Among other things, they analysed the DNA of the Inaccessible Island rail using modern sequencing techniques. In this way, the researchers were able to determine that the bird’s closest now living relatives are the dot-winged crake in South America and the black rail found in both South and North America. It probably also has a relative on the Galápagos.
“It seems that rail birds are extremely good at colonising new remote locations and adapting to different environments. Despite great distances, the environments may be similar and, through convergent evolution, distant relatives may in fact become so similar that taxonomists are tricked into drawing erroneous conclusions”, says Martin Stervander.
A theory that proved to be wrong came from Percy Lowe when he described the Inaccessible Island rail almost 100 years ago. Lowe classified the bird in its own genus and drew the conclusion that its inability to fly was a very old trait, and that it colonised Inaccessible Island on foot by walking on land extensions and across continents that later disappeared into the depths of the ocean.

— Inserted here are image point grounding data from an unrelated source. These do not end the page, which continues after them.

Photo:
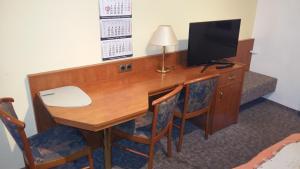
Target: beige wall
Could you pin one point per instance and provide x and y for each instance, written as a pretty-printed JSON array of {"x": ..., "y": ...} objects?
[{"x": 42, "y": 35}]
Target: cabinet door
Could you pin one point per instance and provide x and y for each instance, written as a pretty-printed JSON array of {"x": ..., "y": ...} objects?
[{"x": 226, "y": 106}]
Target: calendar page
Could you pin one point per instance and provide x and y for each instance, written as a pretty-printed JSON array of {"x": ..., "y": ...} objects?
[{"x": 115, "y": 29}]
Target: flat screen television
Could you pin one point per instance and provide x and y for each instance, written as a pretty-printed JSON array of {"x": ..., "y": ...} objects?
[{"x": 212, "y": 41}]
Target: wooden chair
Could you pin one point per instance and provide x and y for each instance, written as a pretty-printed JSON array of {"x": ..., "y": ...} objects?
[
  {"x": 153, "y": 126},
  {"x": 195, "y": 100},
  {"x": 54, "y": 147}
]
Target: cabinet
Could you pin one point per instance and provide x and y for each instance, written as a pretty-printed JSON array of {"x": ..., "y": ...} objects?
[{"x": 227, "y": 101}]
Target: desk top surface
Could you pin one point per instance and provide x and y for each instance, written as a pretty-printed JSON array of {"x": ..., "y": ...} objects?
[{"x": 123, "y": 99}]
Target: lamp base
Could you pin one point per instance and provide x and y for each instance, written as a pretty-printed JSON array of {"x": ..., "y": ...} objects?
[{"x": 163, "y": 70}]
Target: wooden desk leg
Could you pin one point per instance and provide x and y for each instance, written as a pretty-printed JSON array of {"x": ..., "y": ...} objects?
[{"x": 107, "y": 148}]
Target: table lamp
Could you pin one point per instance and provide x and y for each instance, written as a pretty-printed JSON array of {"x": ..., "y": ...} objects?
[{"x": 163, "y": 36}]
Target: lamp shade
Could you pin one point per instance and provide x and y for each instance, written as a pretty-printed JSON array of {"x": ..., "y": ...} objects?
[{"x": 164, "y": 36}]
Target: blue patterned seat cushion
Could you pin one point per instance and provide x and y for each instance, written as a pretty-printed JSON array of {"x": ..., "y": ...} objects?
[
  {"x": 201, "y": 94},
  {"x": 139, "y": 127},
  {"x": 57, "y": 142}
]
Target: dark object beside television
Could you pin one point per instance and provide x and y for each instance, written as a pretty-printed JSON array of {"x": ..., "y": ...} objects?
[{"x": 210, "y": 42}]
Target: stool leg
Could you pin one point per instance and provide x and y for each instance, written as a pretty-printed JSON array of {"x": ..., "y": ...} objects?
[
  {"x": 181, "y": 132},
  {"x": 206, "y": 126},
  {"x": 170, "y": 141},
  {"x": 151, "y": 155},
  {"x": 91, "y": 160}
]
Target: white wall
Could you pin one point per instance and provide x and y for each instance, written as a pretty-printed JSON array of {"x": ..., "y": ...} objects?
[
  {"x": 277, "y": 37},
  {"x": 43, "y": 35}
]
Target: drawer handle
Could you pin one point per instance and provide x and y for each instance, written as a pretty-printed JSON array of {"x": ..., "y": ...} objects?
[
  {"x": 232, "y": 77},
  {"x": 221, "y": 95}
]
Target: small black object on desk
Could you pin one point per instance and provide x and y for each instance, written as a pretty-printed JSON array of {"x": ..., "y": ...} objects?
[{"x": 222, "y": 65}]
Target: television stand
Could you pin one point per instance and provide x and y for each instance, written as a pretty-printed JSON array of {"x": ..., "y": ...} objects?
[{"x": 222, "y": 65}]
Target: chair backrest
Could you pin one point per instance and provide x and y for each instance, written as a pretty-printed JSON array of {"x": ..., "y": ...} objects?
[
  {"x": 16, "y": 128},
  {"x": 163, "y": 110},
  {"x": 199, "y": 93},
  {"x": 8, "y": 116}
]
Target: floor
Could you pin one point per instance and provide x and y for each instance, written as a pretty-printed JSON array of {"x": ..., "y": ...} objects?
[{"x": 261, "y": 124}]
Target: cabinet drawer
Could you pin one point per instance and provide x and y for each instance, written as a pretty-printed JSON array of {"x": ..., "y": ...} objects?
[{"x": 231, "y": 77}]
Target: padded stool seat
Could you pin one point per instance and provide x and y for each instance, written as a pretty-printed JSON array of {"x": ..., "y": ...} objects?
[{"x": 55, "y": 143}]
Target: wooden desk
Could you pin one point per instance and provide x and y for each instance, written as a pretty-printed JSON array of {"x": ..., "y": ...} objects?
[{"x": 119, "y": 97}]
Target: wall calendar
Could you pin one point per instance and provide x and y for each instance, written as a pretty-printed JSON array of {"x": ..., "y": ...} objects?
[{"x": 115, "y": 28}]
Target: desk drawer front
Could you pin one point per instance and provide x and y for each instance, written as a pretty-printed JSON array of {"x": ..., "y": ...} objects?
[{"x": 231, "y": 77}]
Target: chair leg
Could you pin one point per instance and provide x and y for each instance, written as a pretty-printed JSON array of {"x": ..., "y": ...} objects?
[
  {"x": 181, "y": 132},
  {"x": 206, "y": 126},
  {"x": 90, "y": 159},
  {"x": 151, "y": 156},
  {"x": 170, "y": 141}
]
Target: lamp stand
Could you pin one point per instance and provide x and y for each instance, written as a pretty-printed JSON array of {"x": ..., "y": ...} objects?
[{"x": 163, "y": 69}]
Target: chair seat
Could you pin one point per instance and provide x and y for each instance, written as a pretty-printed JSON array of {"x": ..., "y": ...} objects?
[
  {"x": 55, "y": 143},
  {"x": 140, "y": 127}
]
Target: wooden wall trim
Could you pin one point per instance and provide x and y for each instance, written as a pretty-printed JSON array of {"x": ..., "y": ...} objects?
[{"x": 108, "y": 71}]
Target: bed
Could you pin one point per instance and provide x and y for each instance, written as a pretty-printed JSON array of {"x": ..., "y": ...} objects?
[{"x": 282, "y": 155}]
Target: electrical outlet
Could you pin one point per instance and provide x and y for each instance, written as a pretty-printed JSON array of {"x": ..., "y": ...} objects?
[
  {"x": 122, "y": 68},
  {"x": 128, "y": 67}
]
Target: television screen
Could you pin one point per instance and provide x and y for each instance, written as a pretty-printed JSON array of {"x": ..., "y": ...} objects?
[{"x": 212, "y": 41}]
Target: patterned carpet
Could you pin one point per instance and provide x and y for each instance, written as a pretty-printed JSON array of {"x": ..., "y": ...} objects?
[{"x": 261, "y": 124}]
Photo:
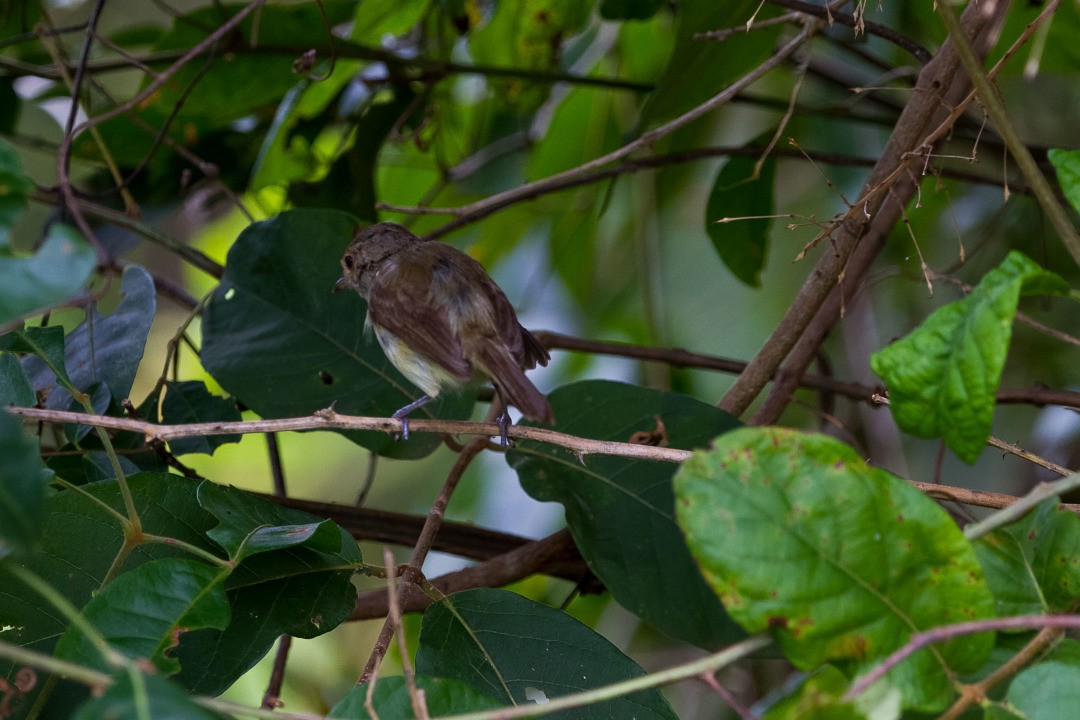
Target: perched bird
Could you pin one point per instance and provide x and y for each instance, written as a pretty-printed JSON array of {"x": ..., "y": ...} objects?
[{"x": 442, "y": 321}]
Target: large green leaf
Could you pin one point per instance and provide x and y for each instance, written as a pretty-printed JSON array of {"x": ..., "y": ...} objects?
[
  {"x": 57, "y": 271},
  {"x": 943, "y": 376},
  {"x": 137, "y": 695},
  {"x": 46, "y": 343},
  {"x": 737, "y": 193},
  {"x": 23, "y": 478},
  {"x": 1031, "y": 565},
  {"x": 841, "y": 561},
  {"x": 391, "y": 700},
  {"x": 104, "y": 350},
  {"x": 621, "y": 511},
  {"x": 144, "y": 611},
  {"x": 278, "y": 338},
  {"x": 514, "y": 649}
]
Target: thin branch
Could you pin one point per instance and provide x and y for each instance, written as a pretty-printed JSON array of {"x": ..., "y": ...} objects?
[
  {"x": 332, "y": 420},
  {"x": 988, "y": 96},
  {"x": 882, "y": 31},
  {"x": 915, "y": 132},
  {"x": 944, "y": 633},
  {"x": 423, "y": 544}
]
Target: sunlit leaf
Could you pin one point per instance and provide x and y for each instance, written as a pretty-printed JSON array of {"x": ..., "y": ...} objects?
[
  {"x": 840, "y": 560},
  {"x": 943, "y": 376}
]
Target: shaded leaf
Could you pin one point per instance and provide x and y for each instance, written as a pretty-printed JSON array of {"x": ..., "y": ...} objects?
[
  {"x": 104, "y": 349},
  {"x": 132, "y": 694},
  {"x": 15, "y": 389},
  {"x": 526, "y": 34},
  {"x": 250, "y": 525},
  {"x": 57, "y": 271},
  {"x": 630, "y": 10},
  {"x": 23, "y": 478},
  {"x": 277, "y": 337},
  {"x": 45, "y": 342},
  {"x": 1067, "y": 165},
  {"x": 736, "y": 193},
  {"x": 1050, "y": 690},
  {"x": 391, "y": 700},
  {"x": 295, "y": 591},
  {"x": 621, "y": 511},
  {"x": 943, "y": 376},
  {"x": 820, "y": 696},
  {"x": 1033, "y": 566},
  {"x": 189, "y": 402},
  {"x": 14, "y": 187},
  {"x": 841, "y": 561},
  {"x": 144, "y": 611},
  {"x": 509, "y": 647}
]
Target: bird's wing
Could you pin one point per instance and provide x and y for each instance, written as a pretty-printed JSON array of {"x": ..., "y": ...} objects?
[{"x": 401, "y": 302}]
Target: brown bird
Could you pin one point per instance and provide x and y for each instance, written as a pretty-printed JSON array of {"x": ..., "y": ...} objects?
[{"x": 442, "y": 321}]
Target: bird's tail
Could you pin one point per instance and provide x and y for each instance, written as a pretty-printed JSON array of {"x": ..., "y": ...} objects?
[{"x": 515, "y": 389}]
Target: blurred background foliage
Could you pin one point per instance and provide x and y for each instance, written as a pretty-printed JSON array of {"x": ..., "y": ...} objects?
[{"x": 393, "y": 109}]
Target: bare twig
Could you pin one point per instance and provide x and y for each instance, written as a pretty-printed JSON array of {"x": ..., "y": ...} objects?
[{"x": 469, "y": 214}]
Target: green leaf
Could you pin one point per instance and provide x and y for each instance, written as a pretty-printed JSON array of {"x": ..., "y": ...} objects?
[
  {"x": 1033, "y": 566},
  {"x": 512, "y": 648},
  {"x": 943, "y": 376},
  {"x": 23, "y": 478},
  {"x": 245, "y": 81},
  {"x": 820, "y": 696},
  {"x": 621, "y": 511},
  {"x": 277, "y": 336},
  {"x": 391, "y": 700},
  {"x": 57, "y": 271},
  {"x": 630, "y": 10},
  {"x": 526, "y": 34},
  {"x": 1067, "y": 164},
  {"x": 377, "y": 18},
  {"x": 143, "y": 612},
  {"x": 14, "y": 187},
  {"x": 699, "y": 69},
  {"x": 250, "y": 525},
  {"x": 841, "y": 561},
  {"x": 296, "y": 591},
  {"x": 736, "y": 193},
  {"x": 15, "y": 389},
  {"x": 1050, "y": 690},
  {"x": 142, "y": 695},
  {"x": 190, "y": 402},
  {"x": 104, "y": 349}
]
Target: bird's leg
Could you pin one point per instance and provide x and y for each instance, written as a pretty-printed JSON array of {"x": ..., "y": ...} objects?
[
  {"x": 502, "y": 420},
  {"x": 504, "y": 423},
  {"x": 403, "y": 413}
]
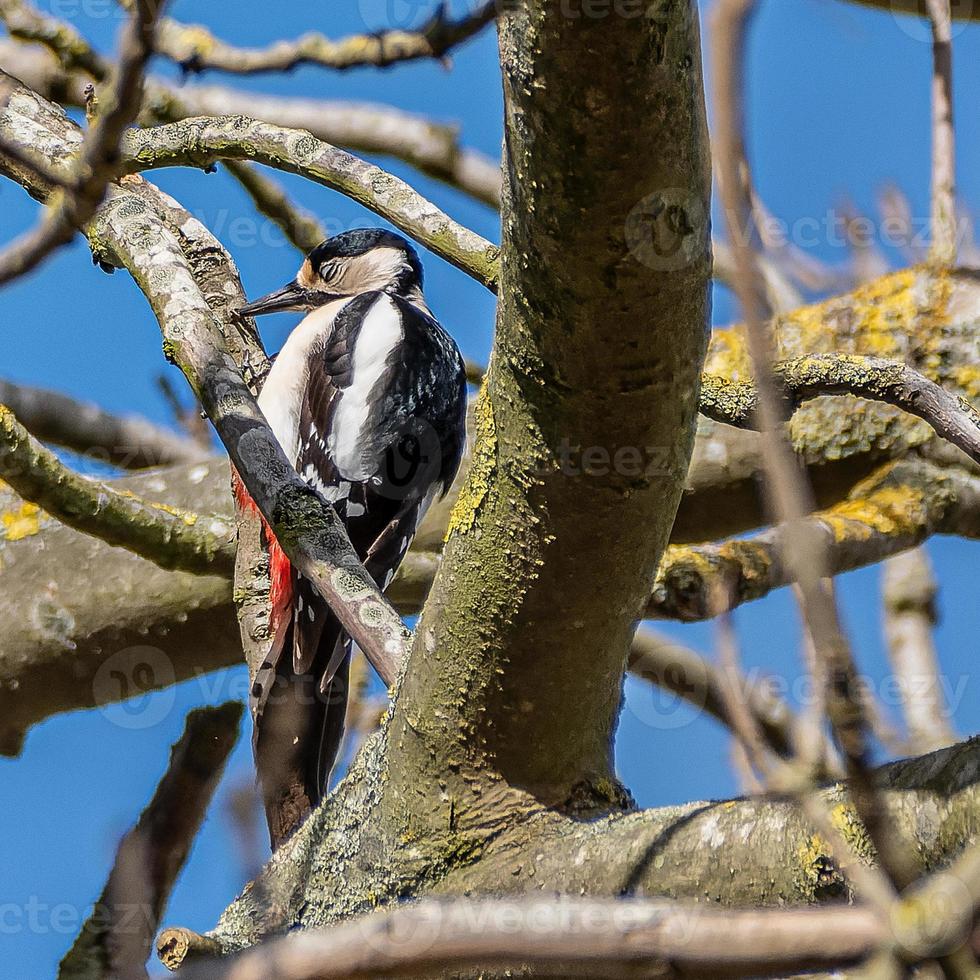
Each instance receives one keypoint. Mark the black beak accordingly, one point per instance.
(292, 296)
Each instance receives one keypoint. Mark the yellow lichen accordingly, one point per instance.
(187, 517)
(817, 875)
(480, 476)
(877, 319)
(888, 510)
(846, 820)
(22, 522)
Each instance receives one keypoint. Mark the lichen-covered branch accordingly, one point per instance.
(205, 140)
(126, 441)
(943, 190)
(169, 537)
(195, 49)
(606, 938)
(954, 419)
(887, 514)
(432, 147)
(697, 852)
(97, 164)
(961, 11)
(126, 626)
(116, 939)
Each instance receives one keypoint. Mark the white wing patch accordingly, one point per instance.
(379, 335)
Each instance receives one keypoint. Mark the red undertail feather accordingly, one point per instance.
(280, 569)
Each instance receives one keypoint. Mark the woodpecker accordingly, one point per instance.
(367, 398)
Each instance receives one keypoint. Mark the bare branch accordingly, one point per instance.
(97, 164)
(130, 442)
(195, 49)
(26, 23)
(909, 592)
(203, 141)
(594, 937)
(804, 552)
(888, 513)
(961, 11)
(169, 537)
(943, 249)
(302, 229)
(737, 402)
(680, 670)
(117, 938)
(434, 148)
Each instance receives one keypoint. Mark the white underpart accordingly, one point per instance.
(380, 334)
(281, 399)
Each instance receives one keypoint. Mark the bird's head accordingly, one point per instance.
(346, 265)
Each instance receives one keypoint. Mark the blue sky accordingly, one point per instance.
(838, 106)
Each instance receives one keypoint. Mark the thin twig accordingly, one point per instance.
(909, 593)
(737, 402)
(117, 938)
(434, 148)
(196, 49)
(302, 229)
(97, 164)
(683, 672)
(591, 937)
(804, 554)
(127, 441)
(943, 250)
(166, 536)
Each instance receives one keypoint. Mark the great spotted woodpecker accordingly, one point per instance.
(368, 398)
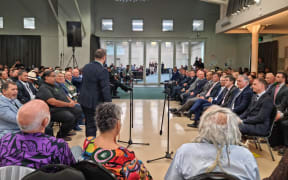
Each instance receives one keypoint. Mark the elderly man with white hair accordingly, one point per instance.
(31, 147)
(216, 149)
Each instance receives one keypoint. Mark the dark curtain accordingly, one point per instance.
(94, 45)
(25, 48)
(268, 51)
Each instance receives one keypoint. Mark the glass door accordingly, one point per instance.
(152, 59)
(182, 54)
(167, 52)
(137, 61)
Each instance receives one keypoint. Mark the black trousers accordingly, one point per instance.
(68, 118)
(90, 122)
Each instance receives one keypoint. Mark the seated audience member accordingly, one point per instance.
(116, 83)
(3, 78)
(76, 79)
(62, 108)
(14, 75)
(31, 147)
(270, 79)
(242, 99)
(26, 90)
(281, 171)
(224, 99)
(111, 155)
(32, 78)
(256, 118)
(280, 91)
(251, 79)
(72, 90)
(190, 93)
(9, 105)
(60, 83)
(210, 93)
(216, 149)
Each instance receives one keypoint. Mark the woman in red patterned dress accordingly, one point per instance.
(105, 150)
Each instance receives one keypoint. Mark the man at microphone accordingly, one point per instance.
(95, 89)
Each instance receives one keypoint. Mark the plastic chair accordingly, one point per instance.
(14, 172)
(214, 176)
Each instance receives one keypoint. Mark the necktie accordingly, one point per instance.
(276, 92)
(209, 92)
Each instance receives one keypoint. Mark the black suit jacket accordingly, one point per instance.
(256, 119)
(229, 97)
(281, 95)
(95, 86)
(23, 95)
(242, 101)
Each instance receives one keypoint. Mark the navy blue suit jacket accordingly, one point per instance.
(214, 92)
(199, 86)
(242, 101)
(95, 86)
(256, 119)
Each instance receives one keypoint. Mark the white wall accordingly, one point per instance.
(13, 12)
(254, 12)
(219, 49)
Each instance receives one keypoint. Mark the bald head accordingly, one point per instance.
(33, 116)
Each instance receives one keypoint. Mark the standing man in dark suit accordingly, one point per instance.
(26, 90)
(95, 89)
(280, 91)
(256, 119)
(243, 98)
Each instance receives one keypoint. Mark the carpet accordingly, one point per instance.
(143, 93)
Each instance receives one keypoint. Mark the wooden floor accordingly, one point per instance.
(147, 122)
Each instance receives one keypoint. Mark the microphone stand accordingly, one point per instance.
(168, 154)
(130, 142)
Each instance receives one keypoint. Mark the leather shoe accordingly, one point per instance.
(194, 125)
(172, 110)
(77, 128)
(71, 133)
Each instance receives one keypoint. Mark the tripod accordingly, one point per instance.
(168, 154)
(73, 59)
(130, 142)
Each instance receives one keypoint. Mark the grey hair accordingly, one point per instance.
(244, 77)
(219, 126)
(107, 115)
(37, 121)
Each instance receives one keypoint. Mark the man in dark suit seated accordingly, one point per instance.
(224, 99)
(212, 92)
(199, 87)
(26, 90)
(270, 79)
(256, 119)
(243, 98)
(62, 108)
(280, 91)
(95, 89)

“The fact that Lowe’s theory was incorrect came as no surprise. Using DNA, we can prove that the ancestors of the Inaccessible Island rail flew to Inaccessible Island from South America about 1.5 million years ago”, says Martin Stervander, continuing:
“The bird has not had any natural enemies on the island and has not needed to fly in order to escape predators. Its ability to fly has therefore been reduced and ultimately lost through natural selection and evolution over thousands of years.”
Not being able to fly means that the Inaccessible Island rail does not waste energy on something that is unnecessary in order to survive and propagate.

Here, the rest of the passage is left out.